Taking the right lessons away from its previous title, “Indigo Prophecy,” developer Quantic Dream has shorn away most traditional video game trappings from “Heavy Rain.” What remains is an innovative journey through an engrossing and well-paced mystery.

‘Heavy Rain’

9.5 (out of 10)

PlayStation 3

Sony Computer Entertainment, Quantic Dream

ESRB rating: M for Mature

Top 10

DOWNLOADS

The editors of Game Informer Magazine rank the top downloadable games for February:

1. “The Misadventures of P.B. Winterbottom” (X360)

2. “PixelJunk Shooter” (PS3)

3. “Darwinia+” (X360)

4. “Chime” (X360)

5. “Borderlands: Mad Moxi’s Underdome Riot” (X360)

6. “Blaster Master Overdrive” (Wii)

7. “Battlefield 1943” (PS3, X360)

8. “Assassin’s Creed II: Battle of Forli” (PS3, X360)

9. “Matt Hazard: Blood Bath and Beyond” (PS3, X360)

10. “0 Day Attack on Earth” (X360)McClatchy-Tribune News Service

New game releases

The following titles were scheduled for release the week of Feb. 21:

• “The Circle: Martial Arts Fighter” (Wii)

• “Age of Zombies” (PSP)

• “Lazy Raiders” (X360)

• “Sled Shred featuring the Jamaican Bobsled Team” (Wii)

• “Last Rebellion” (PS3)

• “Winter Blast: Snow and Ice Games” (Wii)

• “Pony Friends 2” (Wii, DS)

• “Sonic & Sega All-Stars Racing” (DS, Wii, PS3)

• “Sonic & Sega All-Stars Racing with Banjo-Kazooie” (X360)

• “Risen” (X360)

• “Heavy Rain” (PS3)

• “Metal Slug XX” (PSP)

• “Endless Ocean Blue World” (Wii)

• “Flight Control” (DS)

• “Super Speed Machines” (DS)

— Gamespot.com

Weekly download

”iBomber’

For: iPhone/iPod Touch

From: Cobra Mobile

iTunes Store Rating: 9+ (infrequent/mild cartoon or fantasy violence)

Price: $3

The name may inspire visions of really bad Apple peripheral ideas, but everything else about the very pretty “iBomber” is an ode to World War II-era flying aces. “iBomber’s” 14 missions vary in terms of objectives, but they all typically revolve around dropping bombs from above on enemy submarines, anti-aircraft weapons and other points of strategic importance.

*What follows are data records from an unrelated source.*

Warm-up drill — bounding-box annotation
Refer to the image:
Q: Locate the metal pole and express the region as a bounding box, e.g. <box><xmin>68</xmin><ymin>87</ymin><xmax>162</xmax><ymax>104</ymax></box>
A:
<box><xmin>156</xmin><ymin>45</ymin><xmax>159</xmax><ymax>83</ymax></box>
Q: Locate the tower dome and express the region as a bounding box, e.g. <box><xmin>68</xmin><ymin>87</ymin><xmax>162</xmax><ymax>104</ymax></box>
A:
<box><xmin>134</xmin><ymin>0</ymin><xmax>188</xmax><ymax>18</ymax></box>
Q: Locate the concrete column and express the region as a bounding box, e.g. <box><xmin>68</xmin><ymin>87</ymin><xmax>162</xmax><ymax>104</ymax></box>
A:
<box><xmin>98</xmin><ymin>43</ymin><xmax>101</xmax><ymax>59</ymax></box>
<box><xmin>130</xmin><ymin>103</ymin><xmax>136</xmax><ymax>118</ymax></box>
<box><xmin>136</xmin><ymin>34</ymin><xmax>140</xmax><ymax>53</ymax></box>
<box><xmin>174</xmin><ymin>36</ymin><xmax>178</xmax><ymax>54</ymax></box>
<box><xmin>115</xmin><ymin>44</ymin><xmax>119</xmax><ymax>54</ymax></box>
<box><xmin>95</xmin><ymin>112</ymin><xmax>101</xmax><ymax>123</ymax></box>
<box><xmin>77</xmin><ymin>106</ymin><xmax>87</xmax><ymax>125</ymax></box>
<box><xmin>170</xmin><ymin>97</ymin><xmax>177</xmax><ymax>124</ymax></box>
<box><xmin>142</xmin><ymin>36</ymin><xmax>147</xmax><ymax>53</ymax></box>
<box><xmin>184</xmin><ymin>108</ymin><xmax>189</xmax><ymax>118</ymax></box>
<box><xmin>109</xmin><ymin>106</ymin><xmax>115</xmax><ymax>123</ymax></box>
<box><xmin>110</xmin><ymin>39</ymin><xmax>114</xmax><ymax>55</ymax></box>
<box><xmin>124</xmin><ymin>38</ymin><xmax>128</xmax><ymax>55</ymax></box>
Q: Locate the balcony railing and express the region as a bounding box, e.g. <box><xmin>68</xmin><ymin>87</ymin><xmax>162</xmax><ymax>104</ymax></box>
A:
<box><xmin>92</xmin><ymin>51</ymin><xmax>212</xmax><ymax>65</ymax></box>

The action presents itself from a first-person cockpit view, and the controls are explicitly iPhone-friendly: Tilting the device handles all flying maneuvers, while a bright red “Bombs Away” button does just what it says. “iBomber’s” tilt controls command a wider range of motion than most tilt-based iPhone games — you’ll probably have to play this one sitting up rather than lounging to succeed — but the upside is an optimum level of control over the aircraft.

Cobra has released a two-mission premium content pack for $1 and promises more where that came from, but a great scoring system and wealth of optional medals to earn in the base missions should give thrifty perfectionists plenty of gameplay for their initial $3 investment.